The Royals promoted Dozier to the major leagues on September 2, 2016. He made his major league debut on September 12. He recorded his first major league hit on September 16. Dozier began the 2017 season with Omaha. He missed the beginning of the season with a strained oblique muscle, and after playing in ten games, broke the hamate bone in his wrist in June. He played a total of 33 games in the minor league regular season, and was not called up to the major leagues as a part of their September call-ups. After the regular season, he played for the Naranjeros de Hermosillo in the Mexican Pacific League. Dozier began 2018 with Omaha and was recalled by Kansas City on May 14. In 2019, Dozier hit .279 with 26 home runs and 84 RBIs in 139 games. On July 22, 2020, it was announced that Dozier had tested positive for COVID-19. Overall with the 2020 Kansas City Royals, Dozier batted .228 with six home runs and 12 RBIs in 44 games.

On February 28, 2021, Dozier and the Royals agreed to a four-year, $25 million contract extension with a $10 million option for the 2025 season. On May 14, 2021, Dozier was involved in a collision with Chicago White Sox first basemen José Abreu after Dozier hit a popup and collided with Abreu along the first base line. Both Dozier and Abreu left the game, and while Abreu returned to play the next day, Dozier was placed on the seven-day injured list. Playing in a career-high 144 games, Dozier underwhelmed, hitting .216/.285/.394 with 16 home runs and 54 RBIs.

Dozier was one of ten Royals placed on the restricted list prior to a four-day road trip to play the Toronto Blue Jays in July 2022 because he was not vaccinated against COVID-19. Dozier said, "me personally, I don’t do any vaccines. I live a healthy lifestyle. I eat healthy, I work out. I want my body to naturally fight stuff off. I’m not against vaccines, so it’s just a personal preference. I’m not judging anyone who wanted to get it or who didn’t want to get it." Dozier played in 128 games for the Royals in 2022, hitting .236/.292/.387 with 12 home runs and 41 RBIs.

In 2023, Dozier played in 29 games, batting .183/.253/.305 with two home runs and nine RBIs. On May 22, 2023, the Royals designated Dozier for assignment.

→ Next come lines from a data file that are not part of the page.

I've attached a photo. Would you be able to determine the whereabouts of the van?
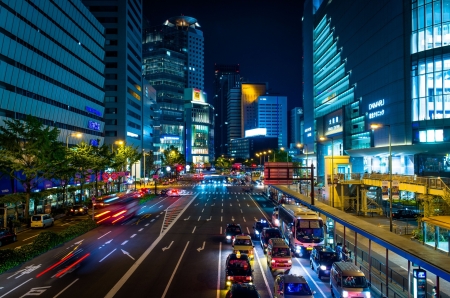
[267,238,292,274]
[31,214,54,228]
[330,262,371,298]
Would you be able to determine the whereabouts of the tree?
[0,116,65,222]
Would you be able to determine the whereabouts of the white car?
[31,214,55,228]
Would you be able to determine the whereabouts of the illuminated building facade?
[257,95,288,148]
[213,64,241,157]
[182,88,215,165]
[142,16,204,152]
[303,0,450,179]
[0,0,105,148]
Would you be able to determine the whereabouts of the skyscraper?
[82,0,143,150]
[143,16,204,152]
[0,0,105,149]
[213,64,241,157]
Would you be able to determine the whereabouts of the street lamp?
[319,137,334,207]
[66,132,83,149]
[280,147,289,162]
[370,123,392,232]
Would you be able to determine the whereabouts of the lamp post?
[319,137,334,207]
[370,123,392,232]
[66,132,83,149]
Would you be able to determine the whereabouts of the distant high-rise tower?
[82,0,143,150]
[143,16,204,152]
[213,64,241,158]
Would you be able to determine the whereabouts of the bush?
[0,219,97,274]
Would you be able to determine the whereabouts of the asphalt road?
[0,185,356,298]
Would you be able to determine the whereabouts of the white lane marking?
[255,249,272,293]
[53,278,79,298]
[0,278,33,298]
[105,194,198,298]
[295,258,327,298]
[161,241,189,298]
[98,248,117,263]
[22,234,39,241]
[97,231,112,239]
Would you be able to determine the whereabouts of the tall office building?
[288,107,303,148]
[303,0,450,177]
[143,16,204,152]
[0,0,105,151]
[213,64,241,157]
[82,0,143,154]
[256,95,288,149]
[226,88,242,156]
[240,83,268,138]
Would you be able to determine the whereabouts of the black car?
[69,205,88,215]
[225,224,242,243]
[392,209,422,219]
[259,228,283,254]
[0,229,17,246]
[225,283,261,298]
[225,252,253,288]
[309,246,339,279]
[253,219,270,239]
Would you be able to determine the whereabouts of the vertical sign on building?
[381,181,389,200]
[392,180,400,200]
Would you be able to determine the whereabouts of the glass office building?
[0,0,105,146]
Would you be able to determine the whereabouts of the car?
[232,235,255,260]
[31,214,55,228]
[225,252,253,288]
[392,209,422,219]
[69,205,88,215]
[225,224,242,243]
[309,246,339,279]
[253,219,270,240]
[273,274,315,298]
[225,282,261,298]
[259,228,283,254]
[0,229,17,246]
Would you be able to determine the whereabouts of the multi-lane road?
[0,185,330,298]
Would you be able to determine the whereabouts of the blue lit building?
[0,0,105,146]
[303,0,450,180]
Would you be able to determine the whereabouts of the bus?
[278,204,326,257]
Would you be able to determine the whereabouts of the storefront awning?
[345,143,450,157]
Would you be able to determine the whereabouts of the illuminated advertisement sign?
[367,99,384,119]
[88,121,101,130]
[245,128,267,138]
[324,109,343,135]
[85,106,102,117]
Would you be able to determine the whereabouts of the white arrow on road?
[197,241,205,252]
[121,249,134,261]
[163,241,173,251]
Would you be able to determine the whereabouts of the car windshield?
[234,239,252,245]
[342,276,367,288]
[284,283,312,296]
[272,247,291,257]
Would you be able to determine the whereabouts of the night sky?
[143,0,303,109]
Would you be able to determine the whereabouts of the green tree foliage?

On May 27, Dozier was released by Kansas City, with the Royals still owing him over $16 million from his 2021 extension.

===Los Angeles Angels===
On January 18, 2024, Dozier signed a minor league contract with the Los Angeles Angels. In 48 games for the Triple-A Salt Lake Bees, he hit .222/.268/.394 with seven home runs and 38 RBI. On June 2, Dozier was released by the Angels organization.

==Personal life==
Dozier and his wife, Amanda, have four children.